Il corridore andò in fuga. Mossa preventiva. Appiccicato alla pipa della sua bici la cartina della tappa del giorno, evidenziati i gran premi della montagna, ben impressa nella sua mente la classifica della maglia a pois. In mattinata il briefing con tecnici e squadra: attacca qui, marca là, questo è il leader, quel corridore ha tanti punti in classifica, quell’altro ne vuole racimolare ovunque, non farti fregare, e poi occhio che ti si incollerà a ruota non appena proverai a fare una mossa.

Il corridore prese così la fuga giusta.
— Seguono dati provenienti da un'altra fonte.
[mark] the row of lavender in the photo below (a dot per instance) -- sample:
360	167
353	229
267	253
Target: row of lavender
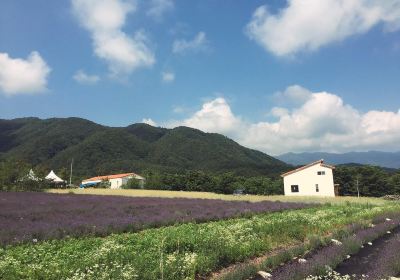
323	260
28	216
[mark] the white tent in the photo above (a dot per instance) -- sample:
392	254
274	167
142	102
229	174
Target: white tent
53	177
32	176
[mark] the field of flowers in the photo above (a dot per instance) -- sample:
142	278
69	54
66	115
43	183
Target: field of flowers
26	216
181	251
229	197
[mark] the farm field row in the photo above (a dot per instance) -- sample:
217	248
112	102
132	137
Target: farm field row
182	251
208	195
25	216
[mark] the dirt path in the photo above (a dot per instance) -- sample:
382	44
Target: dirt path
363	261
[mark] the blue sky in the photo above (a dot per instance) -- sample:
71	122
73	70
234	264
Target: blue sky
252	70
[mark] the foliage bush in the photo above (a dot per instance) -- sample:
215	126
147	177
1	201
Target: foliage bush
176	252
133	183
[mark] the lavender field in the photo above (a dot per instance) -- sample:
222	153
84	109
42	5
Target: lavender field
27	216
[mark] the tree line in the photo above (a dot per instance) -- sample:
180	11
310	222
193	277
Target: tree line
353	179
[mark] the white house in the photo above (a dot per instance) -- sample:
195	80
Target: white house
53	177
116	180
314	179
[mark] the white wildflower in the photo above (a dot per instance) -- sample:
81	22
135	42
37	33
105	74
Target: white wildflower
264	274
336	242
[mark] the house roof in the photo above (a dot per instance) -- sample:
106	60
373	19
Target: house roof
108	177
53	177
320	162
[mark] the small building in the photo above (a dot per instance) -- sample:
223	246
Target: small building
116	181
314	179
54	178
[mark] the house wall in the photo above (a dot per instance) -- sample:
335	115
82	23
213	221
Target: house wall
307	179
116	183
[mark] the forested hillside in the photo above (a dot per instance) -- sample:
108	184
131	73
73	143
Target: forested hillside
96	149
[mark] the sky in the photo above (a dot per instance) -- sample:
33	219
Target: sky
274	75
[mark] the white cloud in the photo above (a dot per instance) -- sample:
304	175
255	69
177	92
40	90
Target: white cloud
199	43
306	25
23	76
159	7
149	122
179	109
214	116
323	122
168	77
83	78
104	20
292	95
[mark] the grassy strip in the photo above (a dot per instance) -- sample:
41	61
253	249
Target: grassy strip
271	262
177	252
249	269
209	195
333	255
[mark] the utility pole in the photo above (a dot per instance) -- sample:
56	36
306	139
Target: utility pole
358	190
70	174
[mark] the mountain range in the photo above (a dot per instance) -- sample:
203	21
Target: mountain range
383	159
98	149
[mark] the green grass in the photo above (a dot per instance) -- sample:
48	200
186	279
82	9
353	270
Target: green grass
181	251
208	195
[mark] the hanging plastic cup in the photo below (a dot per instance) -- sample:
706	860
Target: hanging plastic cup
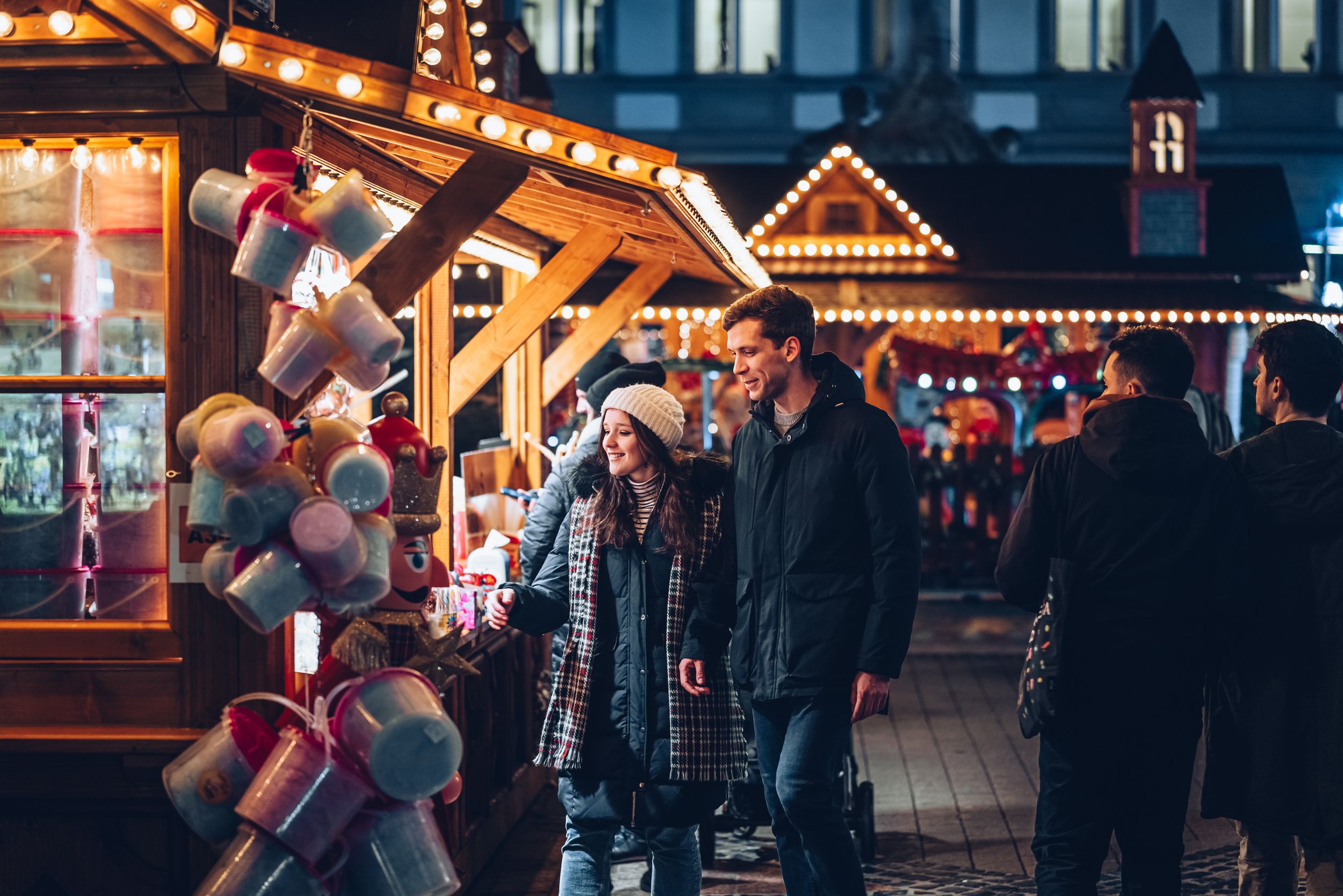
206	782
393	722
305	794
398	852
273	250
270	589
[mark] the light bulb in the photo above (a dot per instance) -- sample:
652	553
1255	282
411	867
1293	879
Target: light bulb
28	156
350	85
233	54
583	152
61	23
183	17
539	140
291	70
81	157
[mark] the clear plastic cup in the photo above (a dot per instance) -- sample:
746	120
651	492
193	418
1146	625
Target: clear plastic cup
273	250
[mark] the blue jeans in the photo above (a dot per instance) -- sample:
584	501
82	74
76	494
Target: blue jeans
586	864
801	742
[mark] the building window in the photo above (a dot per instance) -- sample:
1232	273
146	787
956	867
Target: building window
1277	35
1089	35
737	37
566	34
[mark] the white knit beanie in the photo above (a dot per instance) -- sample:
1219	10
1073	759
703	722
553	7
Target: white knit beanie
653	406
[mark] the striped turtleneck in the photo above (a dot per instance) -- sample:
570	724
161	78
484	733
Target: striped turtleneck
645	502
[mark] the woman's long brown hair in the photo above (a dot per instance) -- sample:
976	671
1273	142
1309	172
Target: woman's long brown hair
613	503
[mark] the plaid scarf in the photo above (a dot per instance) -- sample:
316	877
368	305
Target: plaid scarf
707	733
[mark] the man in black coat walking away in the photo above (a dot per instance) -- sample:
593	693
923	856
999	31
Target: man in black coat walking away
1149	519
828	577
1275	722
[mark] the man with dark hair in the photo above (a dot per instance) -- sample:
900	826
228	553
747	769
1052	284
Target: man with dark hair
828	577
1275	727
1146	516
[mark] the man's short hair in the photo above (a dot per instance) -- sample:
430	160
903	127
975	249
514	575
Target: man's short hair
1159	358
782	313
1310	362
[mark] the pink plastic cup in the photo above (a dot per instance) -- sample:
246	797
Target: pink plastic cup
356	475
241	441
399	852
206	782
305	794
270	589
328	540
394	723
273	250
299	355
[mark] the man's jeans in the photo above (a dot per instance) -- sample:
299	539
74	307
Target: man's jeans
1271	864
586	864
802	742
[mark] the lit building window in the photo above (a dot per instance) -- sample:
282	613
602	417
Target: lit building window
737	37
1089	35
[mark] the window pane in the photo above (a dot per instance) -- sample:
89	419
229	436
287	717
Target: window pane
1296	35
759	37
1072	35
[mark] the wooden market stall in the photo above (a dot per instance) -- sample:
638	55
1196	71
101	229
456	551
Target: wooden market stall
117	316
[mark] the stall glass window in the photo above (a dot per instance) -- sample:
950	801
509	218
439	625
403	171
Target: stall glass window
84	507
737	37
1089	35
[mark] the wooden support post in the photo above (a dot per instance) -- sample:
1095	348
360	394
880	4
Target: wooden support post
606	320
516	321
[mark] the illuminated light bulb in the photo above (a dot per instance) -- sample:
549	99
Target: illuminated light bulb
81	157
28	157
350	85
539	140
233	54
61	23
291	70
183	17
445	112
136	155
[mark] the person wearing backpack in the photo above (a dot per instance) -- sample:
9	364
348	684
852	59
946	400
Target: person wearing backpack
1147	519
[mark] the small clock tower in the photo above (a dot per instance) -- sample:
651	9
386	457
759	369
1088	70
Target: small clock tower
1165	203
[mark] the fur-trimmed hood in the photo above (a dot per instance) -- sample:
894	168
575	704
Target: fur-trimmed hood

Tagliò per primo due dei tre traguardi del gran premio della montagna vestendosi a fine giornata con la maglia di miglior scalatore. Sul palco la gioia di vestire “la pois” il simbolo più brillante, divertente e identificativo della corsa francese.

Il giorno dopo vide tifosi e macchie policrome, ma c’era qualcosa di diverso che attirava la sua attenzione. In quell’orgasmo di colori spuntavano bandiere, cappellini, magliette, persino mascherine a coprire il volto di alcuni spettatori: era un turbinio di pallini rossi. Ma soprattutto le voci: per la prima volta in carriera il corridore sentiva urlare il suo nome dai tifosi a bordo strada, gente che probabilmente nemmeno sapeva della sua esistenza fino a poche ore prima.
È l’incanto di una maglia, quella a pois, un sortilegio che premia il miglior scalatore e che fa inscenare battaglie epiche oltralpe. La classifica dei Gran Premi della Montagna fu istituita per premiare Trueba, la pulce dei Pirenei, era il 1933, ma ce ne vollero altri 42 di anni perché nascesse lei, la più iconica di tutte: la maglia a pois. Il fascino col tempo aumenta diventando convenzionale come fosse la numero dieci indossata di un grande fantasista. Si raccontano leggende tanto che in Francia Pierre Carrey, giornalista, ha dovuto scrivere un libro per mette i puntini sulle i, per spiegare il perché di quei pallini rossi.

L’idea di vestirla è ispirazione che scatena le turbolenti gambe di Virenque, eroe in Francia più per le sue sette maglie a pois indossate sul palco con l’Arc de triomphe alle spalle che per vittorie di tappa o podi, lo sarebbe stato per Bahamontes, vincitore per sei volte del premio di miglior scalatore quando ancora questo simbolo non era stato concepito, oppure croce e delizia per Van Impe colui che per primo la portò a Parigi. «Ma questa maglia ha il morbillo!» disse il corridore prima di indossarla la prima volta. Parole che oggi profanerebbero un rito. Storia d’amore per chi è cresciuto con i Tour di Chiappucci che due volte ha vestito quella maglia illuminando le roventi estati dei primi anni ’90, manco fossero il primo bacio.

L’ispirazione che arriva da un pistard, Henri Lemoine, chiamato “Petit Pois” corridore di un tempo ormai antico che correva con una divisa a pallini rossi ispirata a quella di alcuni fantini – e chiamata per l’appunto “Little Spots”. Lemoine, “un ometto alto come tre mele”, faccia da outsider come uscito da un racconto dell’America post Grande Depressione, fu campione del mondo in pista, fu ferito e imprigionato in guerra e gareggiò fino all’età di 48 anni.
Il primo a indossare la pois fu un olandese: Zoetemelk. Il primo a portarla a Parigi quel Van Impe, “de Kleine van Mere” considerato uno dei più forti grimpeur del gruppo.

L’ultimo, oggi, in ordine di tempo, a chiudere temporaneamente il cerchio, un altro olandese, Schelling, che non è forte in salita quanto gli altri, ma si ispira a quei fomentatori di corse, che a modo loro lasciano il segno. Si ispira a quella maglia per cercare la celebrità e sentire urlare il suo nome lungo le strade del Tour.

Ed ecco quel corridore che va di nuovo in fuga. Chi glielo fa fare? Le gambe sono dure, sono messe anche peggio del giorno prima. Cerca conforto nelle parole del suo direttore sportivo: “Vai, attacca per difendere la maglia”.

Cerca conforto in un messaggio al telefono della sua ragazza, legge i commenti sui giornali e si gasa, altri messaggi arrivano da tifosi conquistati strada facendo, che magari il suo nome lo avevano scorso distrattamente nella lista di partenza. E poi spuntano, sempre per strada, striscioni dedicati a lui, che fino a ieri era uno dei tanti.

È la forza della maglia a pois che ti travolge come un insolito destino e ti fa conoscere in tutto il mondo.